When I was a kid, I used to get sort of nightmares, where I would alternate between feeling like a microscopic speck in the vastness, and feeling like it was kilometres from one hand to my other…

Recently I’ve been occasionally feeling like that while awake. It’s trippy. Might have something to do with the last time I did acid a few months back, when all the space in the universe disappeared for a few moments…


#8

What a great example! Did the doc take a moment to let it sink in?


#9

No, think he really is so immersed in helping people manage 1st world problems that it was hard for him to grasp that there are actually a lot more people who worry about getting any food at all.


#10

That sounds esp. frustrating from a doctor.


#11

People here don’t have much of a global view. When I worked in nutrition, I had the chance to read some policy papers about nutrition in several African nations. My favorite part of these papers was a section that would explain typical eating habits of the local area, especially of children. These painted a vivid picture of day to day struggle.

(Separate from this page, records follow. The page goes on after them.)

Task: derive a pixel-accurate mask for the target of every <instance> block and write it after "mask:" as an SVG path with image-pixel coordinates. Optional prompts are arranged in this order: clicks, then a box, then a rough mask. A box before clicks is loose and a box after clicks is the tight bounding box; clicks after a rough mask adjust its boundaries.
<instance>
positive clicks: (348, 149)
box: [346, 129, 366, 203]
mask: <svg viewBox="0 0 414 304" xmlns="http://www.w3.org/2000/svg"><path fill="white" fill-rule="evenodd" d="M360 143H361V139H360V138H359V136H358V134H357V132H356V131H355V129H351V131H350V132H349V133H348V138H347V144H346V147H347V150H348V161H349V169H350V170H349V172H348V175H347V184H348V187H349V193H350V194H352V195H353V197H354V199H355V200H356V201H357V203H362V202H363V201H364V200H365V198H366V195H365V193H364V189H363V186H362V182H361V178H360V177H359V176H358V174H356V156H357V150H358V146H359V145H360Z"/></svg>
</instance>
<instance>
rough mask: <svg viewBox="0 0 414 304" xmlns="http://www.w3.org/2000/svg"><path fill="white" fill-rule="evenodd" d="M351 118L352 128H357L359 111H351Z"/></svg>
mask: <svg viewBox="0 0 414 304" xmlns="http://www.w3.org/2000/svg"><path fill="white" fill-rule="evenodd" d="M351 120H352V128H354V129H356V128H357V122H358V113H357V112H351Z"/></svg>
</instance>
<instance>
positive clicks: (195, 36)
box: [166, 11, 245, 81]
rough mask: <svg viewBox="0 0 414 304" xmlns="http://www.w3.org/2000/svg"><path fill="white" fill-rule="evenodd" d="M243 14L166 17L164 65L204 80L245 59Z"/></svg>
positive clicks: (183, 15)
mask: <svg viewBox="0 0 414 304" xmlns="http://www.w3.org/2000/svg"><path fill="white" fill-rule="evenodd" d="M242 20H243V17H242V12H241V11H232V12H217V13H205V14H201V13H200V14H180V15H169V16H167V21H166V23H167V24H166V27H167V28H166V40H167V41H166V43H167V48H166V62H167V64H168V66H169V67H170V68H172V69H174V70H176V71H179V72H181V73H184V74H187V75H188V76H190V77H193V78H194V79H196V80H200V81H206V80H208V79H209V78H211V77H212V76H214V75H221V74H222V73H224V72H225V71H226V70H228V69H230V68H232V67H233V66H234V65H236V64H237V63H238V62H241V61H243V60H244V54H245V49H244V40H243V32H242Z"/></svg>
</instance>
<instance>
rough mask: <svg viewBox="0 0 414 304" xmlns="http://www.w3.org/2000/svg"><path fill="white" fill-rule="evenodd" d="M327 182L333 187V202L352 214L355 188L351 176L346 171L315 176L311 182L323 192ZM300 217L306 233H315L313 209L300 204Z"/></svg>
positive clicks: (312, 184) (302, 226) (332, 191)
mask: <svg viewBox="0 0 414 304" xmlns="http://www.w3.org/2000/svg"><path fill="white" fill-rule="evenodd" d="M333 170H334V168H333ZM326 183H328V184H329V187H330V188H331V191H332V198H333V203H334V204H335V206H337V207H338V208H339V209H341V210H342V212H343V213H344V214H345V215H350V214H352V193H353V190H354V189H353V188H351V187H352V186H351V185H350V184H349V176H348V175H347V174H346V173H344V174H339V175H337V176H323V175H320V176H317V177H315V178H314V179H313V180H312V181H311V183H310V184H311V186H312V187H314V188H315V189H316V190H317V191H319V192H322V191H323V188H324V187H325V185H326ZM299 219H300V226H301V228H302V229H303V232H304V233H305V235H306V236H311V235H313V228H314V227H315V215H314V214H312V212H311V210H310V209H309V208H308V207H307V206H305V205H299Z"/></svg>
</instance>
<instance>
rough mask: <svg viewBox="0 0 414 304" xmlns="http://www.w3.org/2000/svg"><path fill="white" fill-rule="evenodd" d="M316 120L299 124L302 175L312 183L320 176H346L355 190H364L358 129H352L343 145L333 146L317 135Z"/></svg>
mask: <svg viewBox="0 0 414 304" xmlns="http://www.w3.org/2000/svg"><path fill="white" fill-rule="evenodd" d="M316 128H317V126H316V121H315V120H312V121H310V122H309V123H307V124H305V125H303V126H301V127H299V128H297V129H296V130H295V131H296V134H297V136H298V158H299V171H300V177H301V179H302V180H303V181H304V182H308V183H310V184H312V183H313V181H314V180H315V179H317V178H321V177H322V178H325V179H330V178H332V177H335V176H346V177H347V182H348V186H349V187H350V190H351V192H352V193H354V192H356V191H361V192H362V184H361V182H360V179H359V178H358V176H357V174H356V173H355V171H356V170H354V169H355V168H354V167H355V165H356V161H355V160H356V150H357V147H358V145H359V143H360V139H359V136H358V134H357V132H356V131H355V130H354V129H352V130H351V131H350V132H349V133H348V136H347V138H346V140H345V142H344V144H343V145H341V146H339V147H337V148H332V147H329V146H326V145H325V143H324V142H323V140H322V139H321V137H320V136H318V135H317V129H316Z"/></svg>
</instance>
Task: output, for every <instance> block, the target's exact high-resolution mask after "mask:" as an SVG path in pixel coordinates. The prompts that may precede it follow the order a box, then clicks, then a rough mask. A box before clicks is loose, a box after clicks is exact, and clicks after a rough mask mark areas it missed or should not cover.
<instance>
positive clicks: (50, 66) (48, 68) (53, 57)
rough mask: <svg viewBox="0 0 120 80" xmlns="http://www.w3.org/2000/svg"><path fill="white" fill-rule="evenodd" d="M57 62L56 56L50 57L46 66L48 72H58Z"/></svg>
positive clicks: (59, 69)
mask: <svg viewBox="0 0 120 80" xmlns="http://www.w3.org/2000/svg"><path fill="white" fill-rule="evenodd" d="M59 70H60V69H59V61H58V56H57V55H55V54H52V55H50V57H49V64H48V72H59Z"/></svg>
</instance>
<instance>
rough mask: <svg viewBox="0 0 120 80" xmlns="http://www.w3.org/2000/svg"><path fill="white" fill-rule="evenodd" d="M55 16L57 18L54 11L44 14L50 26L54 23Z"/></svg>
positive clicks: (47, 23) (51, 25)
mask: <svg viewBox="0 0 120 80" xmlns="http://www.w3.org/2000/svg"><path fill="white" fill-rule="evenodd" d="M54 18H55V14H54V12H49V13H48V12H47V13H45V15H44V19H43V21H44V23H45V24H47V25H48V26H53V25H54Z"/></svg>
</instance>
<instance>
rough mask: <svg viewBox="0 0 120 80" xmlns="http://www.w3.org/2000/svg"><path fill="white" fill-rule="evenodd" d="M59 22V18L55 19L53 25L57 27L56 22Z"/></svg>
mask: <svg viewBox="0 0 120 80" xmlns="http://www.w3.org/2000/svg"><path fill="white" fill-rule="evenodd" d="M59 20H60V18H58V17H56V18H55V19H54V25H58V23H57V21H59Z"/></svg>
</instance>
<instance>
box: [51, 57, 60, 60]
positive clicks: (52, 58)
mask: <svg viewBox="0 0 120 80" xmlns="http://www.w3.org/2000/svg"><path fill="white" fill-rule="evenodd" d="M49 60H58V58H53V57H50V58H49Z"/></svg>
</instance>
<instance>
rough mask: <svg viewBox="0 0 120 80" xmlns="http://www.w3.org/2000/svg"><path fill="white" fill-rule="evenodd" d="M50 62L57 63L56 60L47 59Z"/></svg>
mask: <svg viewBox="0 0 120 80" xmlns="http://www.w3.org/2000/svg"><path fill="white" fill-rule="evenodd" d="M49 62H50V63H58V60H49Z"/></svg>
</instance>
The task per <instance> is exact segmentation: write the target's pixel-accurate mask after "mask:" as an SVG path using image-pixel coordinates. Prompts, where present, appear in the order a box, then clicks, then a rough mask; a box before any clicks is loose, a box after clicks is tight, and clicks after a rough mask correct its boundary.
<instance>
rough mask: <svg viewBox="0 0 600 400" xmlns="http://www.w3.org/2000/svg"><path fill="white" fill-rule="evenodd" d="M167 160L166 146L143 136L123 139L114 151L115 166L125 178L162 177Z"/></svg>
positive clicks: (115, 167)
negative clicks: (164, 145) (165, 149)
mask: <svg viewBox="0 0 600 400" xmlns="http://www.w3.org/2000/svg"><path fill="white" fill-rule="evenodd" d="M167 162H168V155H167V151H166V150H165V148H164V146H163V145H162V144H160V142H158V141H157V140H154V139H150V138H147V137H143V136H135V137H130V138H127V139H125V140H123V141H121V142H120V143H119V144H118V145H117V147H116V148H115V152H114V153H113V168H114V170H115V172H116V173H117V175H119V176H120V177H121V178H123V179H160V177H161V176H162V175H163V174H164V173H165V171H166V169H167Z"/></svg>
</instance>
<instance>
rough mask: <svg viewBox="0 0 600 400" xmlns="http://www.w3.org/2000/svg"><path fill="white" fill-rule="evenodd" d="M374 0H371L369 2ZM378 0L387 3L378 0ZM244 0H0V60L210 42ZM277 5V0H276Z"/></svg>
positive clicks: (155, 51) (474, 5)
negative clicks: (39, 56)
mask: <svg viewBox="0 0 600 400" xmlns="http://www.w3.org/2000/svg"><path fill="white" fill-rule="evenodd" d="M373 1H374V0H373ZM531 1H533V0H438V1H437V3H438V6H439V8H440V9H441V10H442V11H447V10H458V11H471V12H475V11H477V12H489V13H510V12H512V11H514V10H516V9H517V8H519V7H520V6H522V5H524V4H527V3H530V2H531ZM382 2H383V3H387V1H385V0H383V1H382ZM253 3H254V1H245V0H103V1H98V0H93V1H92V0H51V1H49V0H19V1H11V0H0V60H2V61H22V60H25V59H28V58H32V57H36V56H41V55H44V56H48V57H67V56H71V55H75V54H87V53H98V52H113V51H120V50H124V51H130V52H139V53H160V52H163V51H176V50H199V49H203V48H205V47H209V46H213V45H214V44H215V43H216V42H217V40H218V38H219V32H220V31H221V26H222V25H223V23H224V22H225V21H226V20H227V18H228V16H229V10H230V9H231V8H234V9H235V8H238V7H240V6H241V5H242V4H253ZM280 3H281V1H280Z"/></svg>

Many countries have an issue when children are weaned where the food they are given is too thick for the children to eat properly, and often the men are prioritized over the children, so a lot of one and two year olds have very poor nutrition. Really it is sad and heartbreaking, and most of the starvation is due to war in these countries and not lack of natural resources. We are very privileged here.


#12

That totally fascinates and upsets me at the same time. What’s your thinking on the food deserts burdening kids in U.S. neighborhoods?


#13

My job was as an admin assistant on a project that was with the Department of State. I had no background except an aunt who was connected. I had two co-workers who had MAs in Nutrition from Tufts University, and they taught me a lot. I also had a lot of time on my hands to read. Those nutrition papers were put together for a conference and I am not even sure if anyone but me ever read them. I thought the project I served on was a terrible waste of money, except for the work my co-workers did almost in spite of the terrible management of the project. I really am not up on nutrition these days or knowledgeable about what is happening with food deserts, but I did learn a lot about food aid and the issues with distributing it.


#14

I like how interested you are in the issues. And you sound like someone who has professional experience and/or graduate training. And I hadn’t thought of the point you made about BMI which really inspired me to think about the question in the contexts more familiar to me. So thank you!


#15

Thanks. The project I worked on was a collosal waste of resources. The head of the project was what they call a “double-dipper.” He had retired as an assistant attorney general and had full retirement from the Federal Government and he ALSO drew a hefty salary from this private government contract. He spent his entire day playing solitaire and running personal errands.

The two women I worked with had graduated from Tufts University with MAs, which is the top nutrition school in the country. As we were bored a lot, they taught me about issues around food aid and policies related to food in third world countries. It is very complicated. I enjoyed working with them but nutrition and international stuff definitely wasn’t for me.

In many countries, the health care is so poor. Little things like getting vitamin supplements into food or changing local laws can have huge impacts on health. Even though our health care for a first world country is terrible, we have so much more than people who live in countries with crappy roads, little political infrastructure, and few trained medical people.